Is there a nice trick for this? I would like to compute the eigenvalues more efficiently.
If you have a lot of duplicate rows (and you know what they are), you can reduce to a smaller matrix. I'll start with an example, because writing out the general case will be notationally annoying. Let $$A = \begin{pmatrix} a & a & b & c \\ a & a & b & c \\ b & b & d & e \\ c & c & e & f \end{pmatrix}$$ Then $A$ has a zero eigenvalue, and the other eigenvalues are the same as those of $$A'=\begin{pmatrix} 2a & b \sqrt{2} & c \sqrt{2} \\ b \sqrt{2} & d & e \\ c \sqrt{2} & e & f \end{pmatrix}$$ Proof: Let $v_1$, $v_2$, $v_3$ be the orthonormal vectors $(1/\sqrt{2}, 1/\sqrt{2}, 0,0)$, $(0,0,1,0)$ and $(0,0,0,1)$. Complete to an orthonormal basis $(v_1, v_2, v_3, w)$. Then $A$ annihilates $w$, and takes $\mathrm{Span}(v_1, v_2, v_3)$ to itself by the matrix $A'$. In general, if $I$ is a set of rows which are identical, then let $v_I$ be the vector which is $1/\sqrt{I}$ on the coordinates in $I$ and $0$ elsewhere. The $v_I$ are orthonormal, complete them to an orthonormal basis by adding vectors $w_j$. Then $A$ will annihilate the $w_j$ and will take $\mathrm{Span}(v_I)$ to itself. The matrix of endomorphism of $\mathrm{Span}(v_I)$ will have entries that look like $\sqrt{IJ} \cdot a_{ij}$, with $i \in I$ and $j \in J$. So you ar reduced to computing the eigenvalues of this smaller matrix. 

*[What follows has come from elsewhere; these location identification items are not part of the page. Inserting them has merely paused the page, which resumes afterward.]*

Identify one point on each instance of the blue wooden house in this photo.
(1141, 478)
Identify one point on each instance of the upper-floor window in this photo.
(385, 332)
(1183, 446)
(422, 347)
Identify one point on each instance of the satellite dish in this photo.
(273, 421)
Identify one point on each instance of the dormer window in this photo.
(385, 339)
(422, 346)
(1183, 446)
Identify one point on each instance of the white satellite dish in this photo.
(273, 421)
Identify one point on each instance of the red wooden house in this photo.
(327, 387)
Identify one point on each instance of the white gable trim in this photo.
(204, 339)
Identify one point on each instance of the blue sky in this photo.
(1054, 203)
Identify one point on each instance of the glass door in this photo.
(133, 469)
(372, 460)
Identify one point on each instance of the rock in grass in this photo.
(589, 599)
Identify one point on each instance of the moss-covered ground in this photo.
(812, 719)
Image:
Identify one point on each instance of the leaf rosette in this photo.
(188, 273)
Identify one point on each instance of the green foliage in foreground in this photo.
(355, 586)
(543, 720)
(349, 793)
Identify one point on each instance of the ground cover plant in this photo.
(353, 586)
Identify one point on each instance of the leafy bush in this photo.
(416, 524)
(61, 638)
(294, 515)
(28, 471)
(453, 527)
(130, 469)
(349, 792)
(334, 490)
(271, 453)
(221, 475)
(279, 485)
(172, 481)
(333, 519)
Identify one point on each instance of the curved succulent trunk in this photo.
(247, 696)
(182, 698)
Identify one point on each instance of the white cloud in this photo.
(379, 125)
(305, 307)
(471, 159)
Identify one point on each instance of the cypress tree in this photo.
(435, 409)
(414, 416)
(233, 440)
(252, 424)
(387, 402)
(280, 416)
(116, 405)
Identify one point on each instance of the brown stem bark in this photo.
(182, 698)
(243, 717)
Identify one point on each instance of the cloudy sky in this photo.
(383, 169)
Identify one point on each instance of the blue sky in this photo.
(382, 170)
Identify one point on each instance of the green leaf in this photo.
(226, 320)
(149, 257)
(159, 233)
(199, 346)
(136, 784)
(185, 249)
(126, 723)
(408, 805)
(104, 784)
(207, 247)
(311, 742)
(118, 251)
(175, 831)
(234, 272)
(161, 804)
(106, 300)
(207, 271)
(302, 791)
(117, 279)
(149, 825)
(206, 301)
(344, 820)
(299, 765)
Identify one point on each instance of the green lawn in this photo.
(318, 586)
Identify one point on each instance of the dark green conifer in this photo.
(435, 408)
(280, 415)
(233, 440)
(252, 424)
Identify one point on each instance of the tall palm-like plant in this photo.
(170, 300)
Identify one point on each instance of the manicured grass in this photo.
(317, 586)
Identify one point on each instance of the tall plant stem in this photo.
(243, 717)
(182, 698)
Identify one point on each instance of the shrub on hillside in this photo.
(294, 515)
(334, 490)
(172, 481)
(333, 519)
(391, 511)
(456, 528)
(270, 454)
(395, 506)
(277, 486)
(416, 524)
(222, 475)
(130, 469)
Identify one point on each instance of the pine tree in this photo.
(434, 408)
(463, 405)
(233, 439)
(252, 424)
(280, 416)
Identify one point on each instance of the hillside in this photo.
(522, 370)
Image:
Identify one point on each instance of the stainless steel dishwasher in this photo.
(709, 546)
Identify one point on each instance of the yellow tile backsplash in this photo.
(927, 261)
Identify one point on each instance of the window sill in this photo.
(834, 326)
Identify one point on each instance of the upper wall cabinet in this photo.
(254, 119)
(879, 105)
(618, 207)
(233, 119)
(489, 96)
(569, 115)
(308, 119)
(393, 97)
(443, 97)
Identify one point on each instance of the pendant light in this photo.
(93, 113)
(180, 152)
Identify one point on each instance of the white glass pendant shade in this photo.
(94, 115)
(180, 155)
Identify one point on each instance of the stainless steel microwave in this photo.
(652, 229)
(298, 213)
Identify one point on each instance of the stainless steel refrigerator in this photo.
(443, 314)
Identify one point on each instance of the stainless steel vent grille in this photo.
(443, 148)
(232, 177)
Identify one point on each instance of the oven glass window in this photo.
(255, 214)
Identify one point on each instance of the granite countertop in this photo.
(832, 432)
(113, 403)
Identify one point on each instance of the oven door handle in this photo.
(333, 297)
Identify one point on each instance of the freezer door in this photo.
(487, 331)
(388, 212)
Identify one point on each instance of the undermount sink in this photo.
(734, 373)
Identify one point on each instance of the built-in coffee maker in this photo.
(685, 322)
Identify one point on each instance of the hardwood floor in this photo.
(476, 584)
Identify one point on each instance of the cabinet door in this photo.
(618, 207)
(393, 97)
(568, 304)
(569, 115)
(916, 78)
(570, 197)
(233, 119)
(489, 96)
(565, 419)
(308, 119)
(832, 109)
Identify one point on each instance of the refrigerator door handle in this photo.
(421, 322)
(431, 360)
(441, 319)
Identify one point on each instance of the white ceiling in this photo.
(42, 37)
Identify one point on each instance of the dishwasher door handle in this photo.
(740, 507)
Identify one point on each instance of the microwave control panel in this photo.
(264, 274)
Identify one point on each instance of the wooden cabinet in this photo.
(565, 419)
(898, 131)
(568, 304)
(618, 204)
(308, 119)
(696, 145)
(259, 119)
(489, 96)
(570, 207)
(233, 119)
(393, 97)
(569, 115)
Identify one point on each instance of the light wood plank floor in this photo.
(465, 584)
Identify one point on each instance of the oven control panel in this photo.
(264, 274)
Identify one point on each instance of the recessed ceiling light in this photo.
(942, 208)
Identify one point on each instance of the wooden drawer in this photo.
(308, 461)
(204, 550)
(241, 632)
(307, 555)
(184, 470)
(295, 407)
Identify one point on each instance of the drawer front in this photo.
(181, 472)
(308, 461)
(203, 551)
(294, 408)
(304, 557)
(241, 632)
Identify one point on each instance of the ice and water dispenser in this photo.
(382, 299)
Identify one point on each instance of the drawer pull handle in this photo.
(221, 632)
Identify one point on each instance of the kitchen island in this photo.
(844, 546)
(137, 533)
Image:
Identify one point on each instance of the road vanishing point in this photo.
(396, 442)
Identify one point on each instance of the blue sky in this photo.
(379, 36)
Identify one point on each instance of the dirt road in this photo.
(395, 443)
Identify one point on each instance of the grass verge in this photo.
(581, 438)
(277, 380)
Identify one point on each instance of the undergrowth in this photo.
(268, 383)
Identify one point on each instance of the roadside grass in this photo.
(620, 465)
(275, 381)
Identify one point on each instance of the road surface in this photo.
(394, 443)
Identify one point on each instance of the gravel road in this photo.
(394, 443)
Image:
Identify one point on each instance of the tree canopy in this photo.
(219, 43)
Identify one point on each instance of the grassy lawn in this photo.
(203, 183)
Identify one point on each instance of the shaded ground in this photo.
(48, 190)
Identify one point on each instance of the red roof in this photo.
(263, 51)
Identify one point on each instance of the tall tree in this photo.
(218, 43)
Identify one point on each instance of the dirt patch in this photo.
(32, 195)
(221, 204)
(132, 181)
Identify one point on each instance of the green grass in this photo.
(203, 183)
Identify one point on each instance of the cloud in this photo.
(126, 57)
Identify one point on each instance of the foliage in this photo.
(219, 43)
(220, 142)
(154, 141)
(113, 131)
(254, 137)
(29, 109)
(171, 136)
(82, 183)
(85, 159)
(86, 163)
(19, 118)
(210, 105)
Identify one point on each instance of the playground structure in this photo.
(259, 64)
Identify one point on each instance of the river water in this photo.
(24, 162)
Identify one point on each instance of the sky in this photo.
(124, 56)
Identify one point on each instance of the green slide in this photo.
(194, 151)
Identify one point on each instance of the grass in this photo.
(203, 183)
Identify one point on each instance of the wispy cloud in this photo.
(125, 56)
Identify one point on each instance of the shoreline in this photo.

If you have a lot of duplicate rows, and you know which ones they are, you get a lot of repetitions (which thus don't need to be computed) in product of matrix times vector in the Power Iteration method 


For the special case of your matrix with duplicate rows being positive semidefinite, one possible route would be to take the unique rows, construct a matrix whose columns correspond to those unique rows, and then perform singular value decomposition; the singular values you will obtain are the nonzero eigenvalues of your original matrix.